Telescope Viewing Tips - How to do the right things and avoid the bad ones
Things you should do
- Stay as far away from air pollution and bright city lights when viewing. Always choose elevated grounds to get you above most bright lights, air pollutions and ground fog
- Observe on flat, clear surfaces, away from natural obstructions such as buildings or walls and away from any source of heat
- Observe on ground. Observing on structures such as wood flooring may result in movements causing the telescope to vibrate. Pavement and concrete will also store heat, which is undesirable.

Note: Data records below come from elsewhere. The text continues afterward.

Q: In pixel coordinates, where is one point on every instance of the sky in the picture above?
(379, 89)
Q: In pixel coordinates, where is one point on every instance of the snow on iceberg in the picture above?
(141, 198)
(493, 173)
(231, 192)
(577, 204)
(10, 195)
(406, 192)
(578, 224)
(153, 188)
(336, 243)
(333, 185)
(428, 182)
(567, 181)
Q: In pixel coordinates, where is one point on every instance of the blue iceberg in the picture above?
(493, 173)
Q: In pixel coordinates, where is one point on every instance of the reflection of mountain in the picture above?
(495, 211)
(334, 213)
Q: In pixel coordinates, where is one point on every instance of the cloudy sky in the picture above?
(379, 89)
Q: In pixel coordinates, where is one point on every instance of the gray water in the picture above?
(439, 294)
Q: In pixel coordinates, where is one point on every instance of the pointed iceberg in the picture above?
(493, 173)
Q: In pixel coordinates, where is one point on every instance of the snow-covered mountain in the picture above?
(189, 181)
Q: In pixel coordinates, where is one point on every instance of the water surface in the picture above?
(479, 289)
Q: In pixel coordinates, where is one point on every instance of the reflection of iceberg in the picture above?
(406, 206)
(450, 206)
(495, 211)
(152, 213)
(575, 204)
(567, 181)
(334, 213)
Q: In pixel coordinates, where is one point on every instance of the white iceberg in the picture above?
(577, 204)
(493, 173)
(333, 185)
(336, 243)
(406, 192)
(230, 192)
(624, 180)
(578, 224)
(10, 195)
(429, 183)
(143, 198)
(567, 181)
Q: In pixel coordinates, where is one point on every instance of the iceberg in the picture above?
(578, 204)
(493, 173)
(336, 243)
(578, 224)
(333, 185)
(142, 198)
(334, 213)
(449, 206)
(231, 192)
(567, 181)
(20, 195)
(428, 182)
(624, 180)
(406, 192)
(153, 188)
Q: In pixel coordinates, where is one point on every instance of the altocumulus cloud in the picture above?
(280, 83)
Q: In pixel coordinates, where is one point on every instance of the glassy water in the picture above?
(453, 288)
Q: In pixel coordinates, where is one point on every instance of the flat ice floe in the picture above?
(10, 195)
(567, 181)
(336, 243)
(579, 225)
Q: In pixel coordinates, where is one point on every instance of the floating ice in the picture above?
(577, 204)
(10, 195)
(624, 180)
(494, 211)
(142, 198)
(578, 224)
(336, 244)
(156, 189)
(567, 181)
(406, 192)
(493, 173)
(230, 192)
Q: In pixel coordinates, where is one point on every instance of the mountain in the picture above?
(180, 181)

- An unobstructed view of the southern horizon is desirable, especially if you are in the Northern Hemisphere
- Check the weather conditions. An optimum condition will have still air, and a clear view of the sky, although that said, it’s not necessary for the sky to be cloud-free since broken cloud conditions can provide excellent viewing.
- Observe the night’s object’s as they cross the meridian. Observing at this time reduces the bad effects of the atmosphere since objects are highest in the sky.
- Use periodical magazines or star atlases as reference
- Have a good selection of eyepieces and optical filters to experiment
- Observe with both eyes open or cover one eye with your hand.
Things you shouldn't do
- Attempt to use your telescopes in the city, unless you are only observing extremely bright objects such as planets.
- Try to observe any object when the light path is blocked by any obstructions. This may result in air turbulence by even the slightest winds
- Observe from a house, or worst still, an apartment block!
- Observe through a window
- Plan to observe during changing weather conditions since these are always turbulent
- View immediately after sunset since the earth is still cooling, which causes sever air turbulence. That said, some of the best observing time is often during dawn.
- Expect to randomly see interest things
- Use anything except red light when observing. This will minimize effects to your night vision
- Use eyepieces that give you a magnification of less than 14x the aperture in mm. At less than this magnification, the exit pupil of the eyepiece will exceed the entrance pupil of the best eyes.
This list of Do's and Don't for telescope viewing would be very helpful for amateur astronomers.